Un millier de cavaliers perses, conduits par Satropatès, s’étaient rapprochés ; ils regardaient indécis le rivage se couvrir peu à peu de soldats. Alexandre appelle Ariston, le chef des Péoniens : « Va ! lui dit-il, et dissipe cette troupe qui nous observe. » Ariston part à fond de train ; il court droit à Satropatès, l’atteint de sa lance à la gorge et lui fait tourner bride. Satropatès s’est réfugié au milieu de ses escadrons ; là encore il retrouve le Péonien ardent à la poursuite. Indifférent aux traits dont on l’accable, Ariston ne se détourne pas pour frapper d’obscurs ennemis, il n’en veut qu’au chef dont sa lance a déjà goûté le sang. En un clin d’œil Satropatès est renversé de cheval ; Ariston saute à terre et d’un coup de sabre abat la tête du Perse ; puis il remonte lestement en selle et revient au galop jeter ce hideux trophée aux pieds du roi.

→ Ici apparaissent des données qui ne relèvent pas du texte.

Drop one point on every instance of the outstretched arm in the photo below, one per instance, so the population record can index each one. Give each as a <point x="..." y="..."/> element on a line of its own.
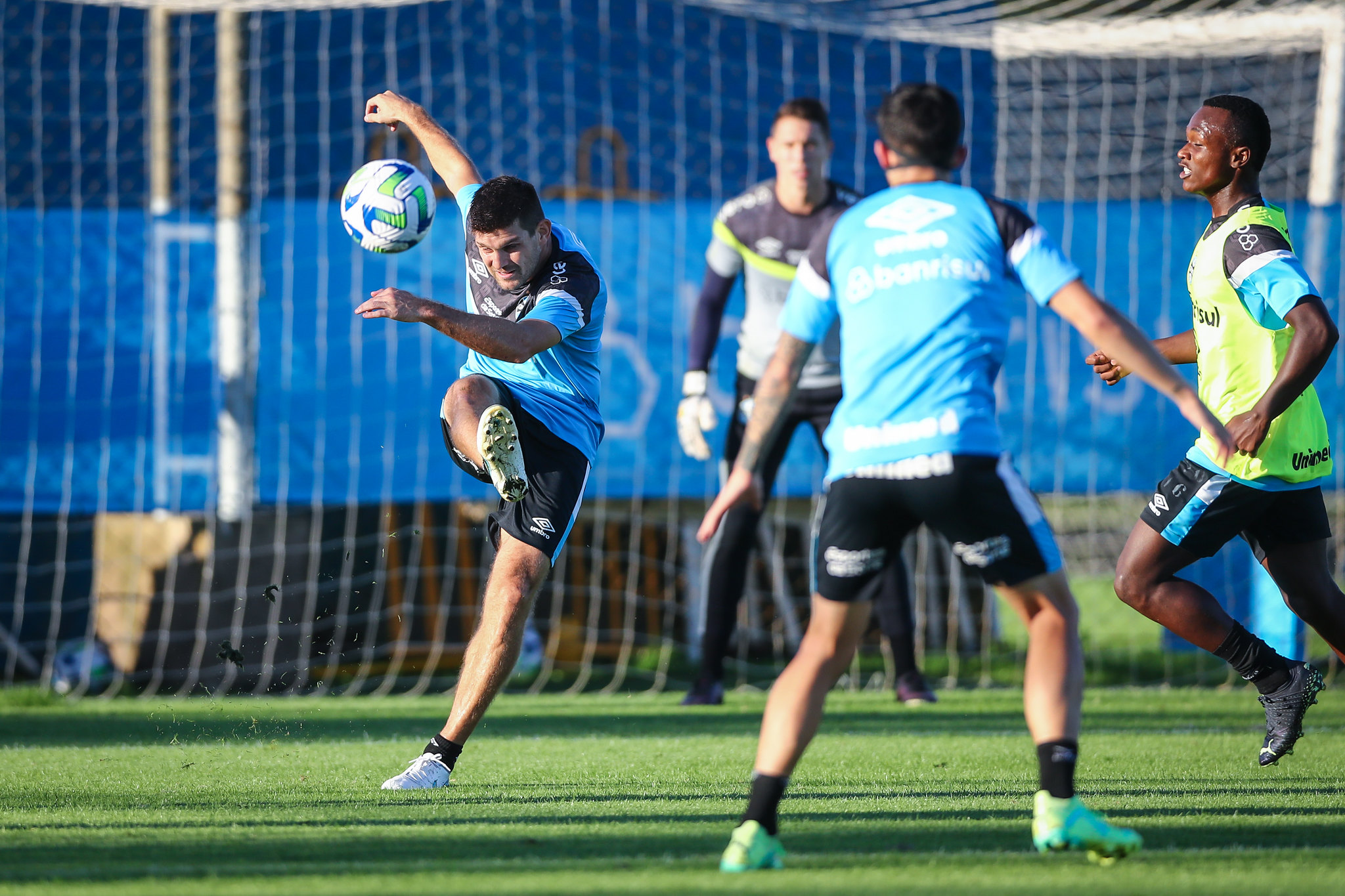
<point x="1312" y="343"/>
<point x="770" y="403"/>
<point x="1176" y="350"/>
<point x="1116" y="337"/>
<point x="505" y="340"/>
<point x="445" y="155"/>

De pareils faits d’armes sont toujours d’un favorable augure ; ils ont souvent précédé nos grandes batailles.


II

Alexandre s’est arrêté pour reprendre haleine après avoir franchi l’Euphrate ; il fait halte également sur les bords du Tigre. Ces pauses sont inévitables à la suite de toute marche forcée. La troupe la plus solide n’a-t-elle pas ses traînards, ses écloppés, ses malades ? On conçoit malaisément une aussi longue route parcourue sans bases d’opérations successives : la force de résistance du soldat grec explique seule pareille dérogation aux règles élémentaires de la guerre. Les lieutenans d’Alexandre ne se croyaient plus cependant tenus de taire leurs inquiétudes ; Parménion, entre autres, ne cessait d’engager son jeune roi à considérer quelles pourraient être les conséquences d’une défaite. L’armée venait de laisser derrière elle deux grands fleuves : trahie par la fortune, elle ne les repasserait pas. Il lui faudrait se jeter, comme les Dix-Mille, dans le pays des Carduques et chercher à gagner les ports du Pont-Euxin à travers les montagnes de l’Arménie.

« On se fait une idée peu juste, disait à Sainte-Hélène l’empereur Napoléon, de la force d’âme nécessaire pour livrer, avec une pleine méditation de ses conséquences, une de ces grandes batailles d’où vont dépendre le sort d’une armée, d’un pays, la possession d’un trône. Aussi trouve-t-on rarement des généraux empressés à donner bataille. Ils prennent bien leur position, s’établissent, méditent leurs combinaisons, mais là commencent leurs indécisions. Rien de plus difficile et pourtant de plus précieux que de savoir se décider. »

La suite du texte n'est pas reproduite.